Uma vez que a atividade do SNP está ligada a sentimentos de simpatia em relação a outras pessoas e a um comportamento mais sociável, os pesquisadores imaginavam que esse sistema nervoso estaria mais ativo quando os participantes vivenciassem momentos de elevação moral. O acerto foi parcial: os participantes que viram vídeos inspiradores da elevação moral apresentaram aumento na atividade não só do SNP, mas também do SNS.

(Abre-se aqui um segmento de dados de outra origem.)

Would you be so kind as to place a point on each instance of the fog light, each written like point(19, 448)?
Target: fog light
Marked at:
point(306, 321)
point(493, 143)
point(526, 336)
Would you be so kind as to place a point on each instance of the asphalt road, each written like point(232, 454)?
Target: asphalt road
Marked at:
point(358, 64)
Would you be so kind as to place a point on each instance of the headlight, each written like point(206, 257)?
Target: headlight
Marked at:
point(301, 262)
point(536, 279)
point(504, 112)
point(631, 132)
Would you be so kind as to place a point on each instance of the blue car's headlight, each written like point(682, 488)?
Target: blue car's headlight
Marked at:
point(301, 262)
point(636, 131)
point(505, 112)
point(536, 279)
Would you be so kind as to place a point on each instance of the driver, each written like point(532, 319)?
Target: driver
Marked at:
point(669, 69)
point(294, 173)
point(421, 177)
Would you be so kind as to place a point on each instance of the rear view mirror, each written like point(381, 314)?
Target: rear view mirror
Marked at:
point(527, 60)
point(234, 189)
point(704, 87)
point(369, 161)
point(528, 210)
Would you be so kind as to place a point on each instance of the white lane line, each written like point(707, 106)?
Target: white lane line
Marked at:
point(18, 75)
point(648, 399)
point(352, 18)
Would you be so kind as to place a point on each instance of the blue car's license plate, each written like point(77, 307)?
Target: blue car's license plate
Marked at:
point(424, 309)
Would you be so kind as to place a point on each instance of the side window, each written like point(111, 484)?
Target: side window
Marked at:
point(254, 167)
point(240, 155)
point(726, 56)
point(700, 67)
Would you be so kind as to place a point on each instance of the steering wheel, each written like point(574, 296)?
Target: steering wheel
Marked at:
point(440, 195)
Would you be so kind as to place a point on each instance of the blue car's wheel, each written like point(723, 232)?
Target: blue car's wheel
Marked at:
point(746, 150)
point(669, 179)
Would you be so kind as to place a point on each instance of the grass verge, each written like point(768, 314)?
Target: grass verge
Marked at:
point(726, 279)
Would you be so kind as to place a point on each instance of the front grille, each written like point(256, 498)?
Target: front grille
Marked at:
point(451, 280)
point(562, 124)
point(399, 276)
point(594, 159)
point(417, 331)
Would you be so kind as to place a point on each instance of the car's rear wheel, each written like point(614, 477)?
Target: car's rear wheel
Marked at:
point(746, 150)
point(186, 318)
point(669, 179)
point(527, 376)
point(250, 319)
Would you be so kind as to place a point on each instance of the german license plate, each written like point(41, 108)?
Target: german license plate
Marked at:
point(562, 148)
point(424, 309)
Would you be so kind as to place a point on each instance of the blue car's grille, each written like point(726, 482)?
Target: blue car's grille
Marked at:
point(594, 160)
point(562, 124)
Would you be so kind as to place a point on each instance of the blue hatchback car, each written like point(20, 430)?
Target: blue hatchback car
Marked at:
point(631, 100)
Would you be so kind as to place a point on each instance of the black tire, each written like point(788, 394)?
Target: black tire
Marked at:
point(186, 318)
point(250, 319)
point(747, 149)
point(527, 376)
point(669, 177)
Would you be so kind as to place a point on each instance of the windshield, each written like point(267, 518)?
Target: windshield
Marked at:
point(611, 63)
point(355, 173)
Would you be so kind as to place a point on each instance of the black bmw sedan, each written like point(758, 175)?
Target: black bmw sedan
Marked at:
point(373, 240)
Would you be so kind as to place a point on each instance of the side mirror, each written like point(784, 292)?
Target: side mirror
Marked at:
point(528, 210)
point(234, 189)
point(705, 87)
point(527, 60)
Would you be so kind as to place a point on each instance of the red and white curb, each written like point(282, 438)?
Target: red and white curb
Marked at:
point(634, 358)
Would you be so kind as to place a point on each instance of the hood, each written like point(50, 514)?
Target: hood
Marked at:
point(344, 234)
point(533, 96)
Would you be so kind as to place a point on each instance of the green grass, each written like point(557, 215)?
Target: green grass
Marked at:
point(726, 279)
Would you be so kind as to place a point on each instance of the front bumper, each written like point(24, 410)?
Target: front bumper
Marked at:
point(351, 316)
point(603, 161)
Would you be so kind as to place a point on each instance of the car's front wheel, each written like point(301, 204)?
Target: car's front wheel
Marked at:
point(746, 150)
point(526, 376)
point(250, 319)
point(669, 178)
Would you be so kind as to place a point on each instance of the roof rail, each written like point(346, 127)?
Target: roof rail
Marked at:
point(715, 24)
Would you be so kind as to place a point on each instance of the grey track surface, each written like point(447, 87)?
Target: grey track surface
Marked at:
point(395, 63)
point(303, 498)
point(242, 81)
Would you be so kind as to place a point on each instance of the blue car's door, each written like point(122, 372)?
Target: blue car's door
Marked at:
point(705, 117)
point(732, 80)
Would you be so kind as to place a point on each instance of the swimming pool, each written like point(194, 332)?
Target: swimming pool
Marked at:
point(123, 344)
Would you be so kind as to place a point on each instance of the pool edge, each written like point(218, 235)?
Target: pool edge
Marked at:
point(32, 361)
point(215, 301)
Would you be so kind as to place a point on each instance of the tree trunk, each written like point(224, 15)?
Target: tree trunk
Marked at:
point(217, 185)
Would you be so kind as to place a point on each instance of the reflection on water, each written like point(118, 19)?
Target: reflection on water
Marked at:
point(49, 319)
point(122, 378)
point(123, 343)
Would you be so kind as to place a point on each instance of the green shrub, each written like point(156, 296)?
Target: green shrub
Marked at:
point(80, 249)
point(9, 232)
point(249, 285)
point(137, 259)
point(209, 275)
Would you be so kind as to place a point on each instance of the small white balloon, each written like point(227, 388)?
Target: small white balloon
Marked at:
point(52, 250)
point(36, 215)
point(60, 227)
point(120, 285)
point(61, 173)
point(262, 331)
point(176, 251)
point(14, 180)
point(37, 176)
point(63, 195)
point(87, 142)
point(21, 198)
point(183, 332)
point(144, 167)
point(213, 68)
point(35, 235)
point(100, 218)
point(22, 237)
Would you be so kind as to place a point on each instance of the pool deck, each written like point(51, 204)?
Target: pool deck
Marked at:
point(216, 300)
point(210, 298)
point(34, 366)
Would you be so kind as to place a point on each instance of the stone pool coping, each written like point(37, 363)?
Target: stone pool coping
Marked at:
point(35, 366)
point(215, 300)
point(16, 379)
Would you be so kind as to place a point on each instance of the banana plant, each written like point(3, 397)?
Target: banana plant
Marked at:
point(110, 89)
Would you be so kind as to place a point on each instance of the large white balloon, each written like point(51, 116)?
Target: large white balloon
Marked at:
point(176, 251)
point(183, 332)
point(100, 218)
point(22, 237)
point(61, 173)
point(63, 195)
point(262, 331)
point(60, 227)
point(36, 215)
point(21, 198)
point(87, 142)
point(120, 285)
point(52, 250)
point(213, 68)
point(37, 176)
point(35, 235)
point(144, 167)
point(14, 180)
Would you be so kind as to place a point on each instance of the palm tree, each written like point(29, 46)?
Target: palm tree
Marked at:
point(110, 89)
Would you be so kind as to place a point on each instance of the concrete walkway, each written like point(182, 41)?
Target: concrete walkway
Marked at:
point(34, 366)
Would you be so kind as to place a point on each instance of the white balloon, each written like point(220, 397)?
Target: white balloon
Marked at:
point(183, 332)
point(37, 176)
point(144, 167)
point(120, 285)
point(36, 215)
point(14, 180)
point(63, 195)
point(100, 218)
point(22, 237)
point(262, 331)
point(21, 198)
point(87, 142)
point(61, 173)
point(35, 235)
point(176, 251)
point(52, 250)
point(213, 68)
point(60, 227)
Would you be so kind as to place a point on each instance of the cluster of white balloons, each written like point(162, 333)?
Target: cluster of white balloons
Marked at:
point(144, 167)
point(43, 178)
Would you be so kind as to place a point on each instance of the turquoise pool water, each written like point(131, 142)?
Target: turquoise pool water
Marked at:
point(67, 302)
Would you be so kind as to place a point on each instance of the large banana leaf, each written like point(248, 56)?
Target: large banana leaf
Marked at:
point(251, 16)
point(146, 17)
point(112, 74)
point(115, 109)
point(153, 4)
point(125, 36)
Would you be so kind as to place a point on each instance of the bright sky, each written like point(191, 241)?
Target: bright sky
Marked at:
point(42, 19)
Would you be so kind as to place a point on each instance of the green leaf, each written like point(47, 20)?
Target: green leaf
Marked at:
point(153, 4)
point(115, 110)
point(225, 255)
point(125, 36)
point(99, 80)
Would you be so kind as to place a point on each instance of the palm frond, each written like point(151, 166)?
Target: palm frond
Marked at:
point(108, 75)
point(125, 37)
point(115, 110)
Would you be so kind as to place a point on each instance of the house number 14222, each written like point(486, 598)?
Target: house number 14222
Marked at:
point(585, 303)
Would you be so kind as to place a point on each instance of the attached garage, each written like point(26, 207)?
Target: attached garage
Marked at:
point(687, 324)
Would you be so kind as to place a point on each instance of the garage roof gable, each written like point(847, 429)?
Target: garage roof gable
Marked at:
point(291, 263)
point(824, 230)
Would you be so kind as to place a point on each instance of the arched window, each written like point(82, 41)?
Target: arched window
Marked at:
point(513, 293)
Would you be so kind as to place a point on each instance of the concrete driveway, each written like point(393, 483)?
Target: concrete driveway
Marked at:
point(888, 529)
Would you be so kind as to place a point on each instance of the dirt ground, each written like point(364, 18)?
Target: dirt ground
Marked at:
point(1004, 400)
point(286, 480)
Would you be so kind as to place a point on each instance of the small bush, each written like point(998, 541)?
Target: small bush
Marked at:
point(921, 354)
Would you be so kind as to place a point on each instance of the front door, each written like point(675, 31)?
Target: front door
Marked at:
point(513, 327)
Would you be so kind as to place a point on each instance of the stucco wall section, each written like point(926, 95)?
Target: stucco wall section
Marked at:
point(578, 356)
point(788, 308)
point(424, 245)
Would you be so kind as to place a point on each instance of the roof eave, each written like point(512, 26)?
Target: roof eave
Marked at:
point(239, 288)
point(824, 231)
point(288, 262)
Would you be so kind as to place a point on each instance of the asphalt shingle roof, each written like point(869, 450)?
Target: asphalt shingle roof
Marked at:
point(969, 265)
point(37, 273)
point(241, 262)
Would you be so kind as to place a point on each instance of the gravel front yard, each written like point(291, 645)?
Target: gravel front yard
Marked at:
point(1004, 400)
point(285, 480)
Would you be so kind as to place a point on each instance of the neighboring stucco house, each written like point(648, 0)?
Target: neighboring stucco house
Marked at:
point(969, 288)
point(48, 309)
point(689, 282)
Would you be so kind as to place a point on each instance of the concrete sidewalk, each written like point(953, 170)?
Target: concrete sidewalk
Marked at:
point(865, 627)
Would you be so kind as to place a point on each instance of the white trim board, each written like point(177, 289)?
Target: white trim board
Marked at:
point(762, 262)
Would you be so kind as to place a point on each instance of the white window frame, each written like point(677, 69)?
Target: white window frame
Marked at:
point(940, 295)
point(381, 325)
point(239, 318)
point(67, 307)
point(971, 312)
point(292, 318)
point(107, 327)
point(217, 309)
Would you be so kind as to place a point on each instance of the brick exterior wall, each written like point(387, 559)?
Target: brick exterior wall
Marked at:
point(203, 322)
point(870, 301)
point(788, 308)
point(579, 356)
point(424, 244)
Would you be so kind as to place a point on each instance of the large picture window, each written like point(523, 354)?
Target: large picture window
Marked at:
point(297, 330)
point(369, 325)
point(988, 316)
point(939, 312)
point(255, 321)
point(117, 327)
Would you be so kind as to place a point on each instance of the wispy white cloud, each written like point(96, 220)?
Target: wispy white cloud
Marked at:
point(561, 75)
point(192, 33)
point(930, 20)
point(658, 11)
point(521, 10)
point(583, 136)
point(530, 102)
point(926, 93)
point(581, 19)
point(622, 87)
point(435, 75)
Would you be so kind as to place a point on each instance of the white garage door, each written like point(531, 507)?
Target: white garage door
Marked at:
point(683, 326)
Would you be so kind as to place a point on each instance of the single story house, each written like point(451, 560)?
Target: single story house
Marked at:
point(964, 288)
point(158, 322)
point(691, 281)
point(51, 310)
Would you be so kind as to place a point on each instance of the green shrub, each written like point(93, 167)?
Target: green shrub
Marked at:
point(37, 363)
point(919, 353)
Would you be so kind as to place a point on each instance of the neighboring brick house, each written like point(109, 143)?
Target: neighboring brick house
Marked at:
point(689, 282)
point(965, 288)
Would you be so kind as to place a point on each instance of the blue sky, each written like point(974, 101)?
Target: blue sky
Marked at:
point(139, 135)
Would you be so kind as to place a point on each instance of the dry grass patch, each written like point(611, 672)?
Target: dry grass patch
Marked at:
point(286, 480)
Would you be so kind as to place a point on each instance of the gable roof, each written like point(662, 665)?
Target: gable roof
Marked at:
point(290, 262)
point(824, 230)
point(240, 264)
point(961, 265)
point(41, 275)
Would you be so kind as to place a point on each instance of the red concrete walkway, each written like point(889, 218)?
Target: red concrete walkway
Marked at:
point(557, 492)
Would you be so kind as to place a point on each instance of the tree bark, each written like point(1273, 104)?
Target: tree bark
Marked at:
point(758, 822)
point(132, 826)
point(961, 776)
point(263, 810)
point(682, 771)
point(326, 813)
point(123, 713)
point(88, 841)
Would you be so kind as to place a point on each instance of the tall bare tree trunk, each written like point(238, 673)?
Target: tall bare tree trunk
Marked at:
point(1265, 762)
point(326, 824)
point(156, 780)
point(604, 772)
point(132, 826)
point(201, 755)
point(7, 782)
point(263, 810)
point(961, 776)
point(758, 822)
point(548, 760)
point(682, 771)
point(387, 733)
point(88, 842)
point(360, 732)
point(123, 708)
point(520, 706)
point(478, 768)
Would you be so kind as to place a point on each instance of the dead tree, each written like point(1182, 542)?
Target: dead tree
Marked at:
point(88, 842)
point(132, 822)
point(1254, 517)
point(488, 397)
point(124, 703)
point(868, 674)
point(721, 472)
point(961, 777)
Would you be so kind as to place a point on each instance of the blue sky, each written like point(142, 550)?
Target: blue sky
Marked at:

Já os outros estudantes, que assistiram apenas a vídeos divertidos, não exibiram mudanças em nenhum desses sistemas nervosos. A ativação simultânea do SNP e do SNS despertou o interesse de Sarina Saturn, professora de psicologia da Universidade Estadual do Oregon e coautora do estudo. “É realmente um padrão incomum, no qual você vê esses dois sistemas recrutados para uma emoção”, avalia.
Coração acalmado
Ao pesquisar mais sobre o tema, ela verificou que o SNP e o SNS são ativados ao mesmo tempo em situações relacionadas a atos que beneficiam outras pessoas e que implicam estar alerta e estimulado, como cuidar dos filhos ou ter relações sexuais. Sarina deduz que a elevação moral deve estar vinculada a um padrão semelhante. Um gesto altruísta pressupõe, em geral, uma situação de sofrimento de algum indivíduo ou grupo, a qual gera estresse.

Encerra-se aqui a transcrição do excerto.